Influence of QD Morphology on Photoluminescence in GaSb/GaAs Multilayers

Due to the predicted composition and strain dependence of type I versus type II band offsets, GaSb/GaAs quantum dots (QDs) are promising for a variety of optoelectronic applications. For GaSb/GaAs multilayers, atomic structures ranging from QDs, quantum rings and clusters have been observed, with photoluminescence (PL) energies ranging from 0.9 to 1.3eV. However, the association of these emission energies with specific nanostructure morphologies remains elusive.

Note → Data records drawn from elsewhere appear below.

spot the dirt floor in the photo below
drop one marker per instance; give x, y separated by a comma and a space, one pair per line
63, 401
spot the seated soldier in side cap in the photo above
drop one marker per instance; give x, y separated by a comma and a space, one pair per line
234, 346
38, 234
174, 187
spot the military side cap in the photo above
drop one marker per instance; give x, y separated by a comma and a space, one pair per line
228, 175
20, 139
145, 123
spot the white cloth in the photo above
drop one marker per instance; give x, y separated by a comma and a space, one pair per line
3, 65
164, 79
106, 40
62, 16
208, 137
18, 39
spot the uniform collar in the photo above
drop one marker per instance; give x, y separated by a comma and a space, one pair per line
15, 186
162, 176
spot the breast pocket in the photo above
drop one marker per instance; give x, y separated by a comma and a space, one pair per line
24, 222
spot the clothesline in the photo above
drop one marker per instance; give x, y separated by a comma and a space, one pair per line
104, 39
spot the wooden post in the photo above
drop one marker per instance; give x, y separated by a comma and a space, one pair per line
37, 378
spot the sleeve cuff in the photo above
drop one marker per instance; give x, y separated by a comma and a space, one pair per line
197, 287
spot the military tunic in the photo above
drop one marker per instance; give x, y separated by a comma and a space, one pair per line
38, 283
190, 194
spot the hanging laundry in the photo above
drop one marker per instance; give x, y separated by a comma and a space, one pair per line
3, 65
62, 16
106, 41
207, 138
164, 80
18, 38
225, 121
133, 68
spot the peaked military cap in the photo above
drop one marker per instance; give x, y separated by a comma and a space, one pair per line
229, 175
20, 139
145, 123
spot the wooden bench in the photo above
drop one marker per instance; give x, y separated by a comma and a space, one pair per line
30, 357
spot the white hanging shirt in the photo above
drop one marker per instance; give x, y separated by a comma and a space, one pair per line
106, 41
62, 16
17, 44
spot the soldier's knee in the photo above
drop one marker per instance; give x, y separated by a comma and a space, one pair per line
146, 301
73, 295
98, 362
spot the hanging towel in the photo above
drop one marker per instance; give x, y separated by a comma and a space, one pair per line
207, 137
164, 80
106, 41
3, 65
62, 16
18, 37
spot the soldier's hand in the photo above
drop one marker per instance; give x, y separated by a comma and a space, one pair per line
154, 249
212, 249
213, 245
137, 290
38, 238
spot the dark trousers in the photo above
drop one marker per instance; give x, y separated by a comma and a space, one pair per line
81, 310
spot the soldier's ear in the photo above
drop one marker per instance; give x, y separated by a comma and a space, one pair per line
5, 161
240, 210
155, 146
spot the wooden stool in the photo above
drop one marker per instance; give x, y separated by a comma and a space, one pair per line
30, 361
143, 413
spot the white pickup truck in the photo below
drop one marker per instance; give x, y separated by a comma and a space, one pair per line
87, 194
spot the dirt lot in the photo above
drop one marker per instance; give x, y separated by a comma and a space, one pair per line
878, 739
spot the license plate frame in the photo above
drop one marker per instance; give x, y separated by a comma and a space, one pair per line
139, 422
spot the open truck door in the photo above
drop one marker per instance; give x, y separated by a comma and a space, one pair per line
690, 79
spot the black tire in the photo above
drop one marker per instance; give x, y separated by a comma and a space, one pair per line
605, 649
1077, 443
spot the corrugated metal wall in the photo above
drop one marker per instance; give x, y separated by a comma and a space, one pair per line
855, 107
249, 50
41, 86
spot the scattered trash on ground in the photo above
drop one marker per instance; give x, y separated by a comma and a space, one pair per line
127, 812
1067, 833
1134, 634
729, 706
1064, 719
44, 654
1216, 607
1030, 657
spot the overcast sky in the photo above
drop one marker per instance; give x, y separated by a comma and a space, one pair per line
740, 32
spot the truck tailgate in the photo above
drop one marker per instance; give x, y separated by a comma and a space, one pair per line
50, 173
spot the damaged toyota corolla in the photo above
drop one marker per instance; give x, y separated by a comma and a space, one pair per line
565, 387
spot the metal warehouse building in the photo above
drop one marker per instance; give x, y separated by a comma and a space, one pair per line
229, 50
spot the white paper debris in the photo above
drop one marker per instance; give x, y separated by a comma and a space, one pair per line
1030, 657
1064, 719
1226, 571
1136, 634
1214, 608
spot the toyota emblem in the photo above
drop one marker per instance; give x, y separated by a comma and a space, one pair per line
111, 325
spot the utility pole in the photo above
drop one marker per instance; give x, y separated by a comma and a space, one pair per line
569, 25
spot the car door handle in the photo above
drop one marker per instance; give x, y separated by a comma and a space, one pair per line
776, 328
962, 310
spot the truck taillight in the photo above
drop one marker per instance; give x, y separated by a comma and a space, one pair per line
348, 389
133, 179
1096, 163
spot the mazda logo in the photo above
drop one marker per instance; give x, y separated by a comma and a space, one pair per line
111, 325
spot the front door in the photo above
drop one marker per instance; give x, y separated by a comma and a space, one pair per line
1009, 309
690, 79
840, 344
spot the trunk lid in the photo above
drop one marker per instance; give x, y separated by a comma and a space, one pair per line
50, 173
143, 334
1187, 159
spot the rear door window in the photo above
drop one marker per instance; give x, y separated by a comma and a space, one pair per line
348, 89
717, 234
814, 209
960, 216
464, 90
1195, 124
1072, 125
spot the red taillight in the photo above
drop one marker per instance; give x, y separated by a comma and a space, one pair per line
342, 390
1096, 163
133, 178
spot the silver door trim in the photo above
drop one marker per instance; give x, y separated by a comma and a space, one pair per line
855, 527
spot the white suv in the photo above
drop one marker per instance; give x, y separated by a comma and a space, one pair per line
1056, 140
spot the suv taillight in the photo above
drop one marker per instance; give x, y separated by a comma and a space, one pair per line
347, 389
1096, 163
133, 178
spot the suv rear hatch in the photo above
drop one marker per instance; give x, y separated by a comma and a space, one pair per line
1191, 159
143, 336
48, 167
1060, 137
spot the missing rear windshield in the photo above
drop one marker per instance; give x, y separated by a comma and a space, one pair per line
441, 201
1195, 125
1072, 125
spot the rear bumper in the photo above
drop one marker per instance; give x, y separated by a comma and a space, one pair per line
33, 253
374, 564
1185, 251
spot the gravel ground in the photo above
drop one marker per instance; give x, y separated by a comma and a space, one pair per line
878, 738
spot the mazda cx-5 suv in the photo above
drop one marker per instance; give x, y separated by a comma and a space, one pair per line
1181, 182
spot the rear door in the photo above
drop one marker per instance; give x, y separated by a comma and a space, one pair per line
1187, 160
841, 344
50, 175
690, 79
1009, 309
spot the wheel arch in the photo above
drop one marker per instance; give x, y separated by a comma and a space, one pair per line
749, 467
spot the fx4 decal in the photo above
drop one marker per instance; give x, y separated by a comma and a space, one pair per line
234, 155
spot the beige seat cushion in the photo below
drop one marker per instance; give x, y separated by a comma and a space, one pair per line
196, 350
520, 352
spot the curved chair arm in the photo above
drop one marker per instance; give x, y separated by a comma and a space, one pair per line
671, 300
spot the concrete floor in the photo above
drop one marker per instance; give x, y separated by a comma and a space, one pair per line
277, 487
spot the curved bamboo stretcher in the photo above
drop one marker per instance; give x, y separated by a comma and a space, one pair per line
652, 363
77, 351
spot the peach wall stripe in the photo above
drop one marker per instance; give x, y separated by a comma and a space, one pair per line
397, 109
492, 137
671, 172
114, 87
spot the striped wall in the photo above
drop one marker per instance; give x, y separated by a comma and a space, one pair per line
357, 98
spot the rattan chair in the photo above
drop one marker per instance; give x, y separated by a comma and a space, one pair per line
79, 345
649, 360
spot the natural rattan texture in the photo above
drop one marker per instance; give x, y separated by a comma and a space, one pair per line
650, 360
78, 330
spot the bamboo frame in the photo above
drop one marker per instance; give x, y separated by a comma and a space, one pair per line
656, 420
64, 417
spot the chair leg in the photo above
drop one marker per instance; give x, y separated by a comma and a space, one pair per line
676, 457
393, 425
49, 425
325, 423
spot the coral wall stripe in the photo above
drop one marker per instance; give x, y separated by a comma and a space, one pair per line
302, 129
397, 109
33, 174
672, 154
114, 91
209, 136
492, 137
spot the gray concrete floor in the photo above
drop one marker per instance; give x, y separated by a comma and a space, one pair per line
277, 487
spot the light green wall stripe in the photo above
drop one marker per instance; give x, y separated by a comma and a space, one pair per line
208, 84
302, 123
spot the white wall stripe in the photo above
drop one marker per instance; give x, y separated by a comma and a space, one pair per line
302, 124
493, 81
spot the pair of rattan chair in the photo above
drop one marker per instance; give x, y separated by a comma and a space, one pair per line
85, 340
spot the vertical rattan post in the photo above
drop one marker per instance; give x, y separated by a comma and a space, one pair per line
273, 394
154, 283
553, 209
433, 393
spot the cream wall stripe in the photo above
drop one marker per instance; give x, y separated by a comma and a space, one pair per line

We investigate the structural and optical properties of GaSb/GaAs multilayers, with and without 3D nanostructures, using cross-sectional transmission electron microscopy, atom probe tomography (APT), and PL. In both cases, we find PL energies at 1.33eV and 1.49eV, which are attributed to 2D GaSb(As) layers and the GaAs matrix, respectively. For the case with 3D nanostructures, both individual QDs and circular arrangements of QDs, termed QD-rings, are observed. For both cases, Sb-rich cores are apparent, with x_Sb up to 0.40 (individual QDs) and 0.25 (QD-rings). Thus, we attribute 1.08 eV and 1.2 eV emissions to the individual QDs and QD-rings, respectively. Local measurements of the electronic states using scanning tunneling spectroscopy will also be presented.